Guides: AI and Text Mining for Searching and Screening the Literature: AntConc

Using AntConc

Using AntConc to find term frequencies

Available from http://www.laurenceanthony.net/software/antconc/

AntConc is a useful tool for finding clusters (frequency patterns of word sequences) or n-grams (sequences of n words within your corpus or document), which may be particularly useful once you have established high-frequency words for a search strategy but need to increase the precision of your search by either searching for phrases that contain those words or by establishing good collocates if you are making selections for adjacency searching.

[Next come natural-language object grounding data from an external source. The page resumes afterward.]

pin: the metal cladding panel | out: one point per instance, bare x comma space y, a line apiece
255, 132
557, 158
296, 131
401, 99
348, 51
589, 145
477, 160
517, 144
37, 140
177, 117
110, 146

It is best used once you have established the high-frequency words that you would like to add to your strategy: Tools such as PubReminer and Systematic Review Accelerator's Word Frequency Analysis are easy to use for that purpose as they take into account the occurrence of words but also the number of records in which those words appear, so they could be used before performing the analysis in AntConc (in fact, the Systematic Review Accelerator also identifies n-grams). The corpus or file containing relevant bibliographic records can then be opened in AntConc for text mining, and some authors suggest separately analyzing titles then abstracts, and setting different cutoffs for inclusion (less strict for titles, stricter for abstracts). Stopword lists and lemma lists can also be added to the tool, for example, PubMed's list of 132 stopwords. Many such lists exist for reuse on the internet and the choice depends on the context of the search.

Note

One issue that can be overcome with some scripting is the fact that groups of bibliographic records are usually exported in one file, whereas ideally individual bibliographic records should be imported into AntConc as individual documents (one per record) within a corpus.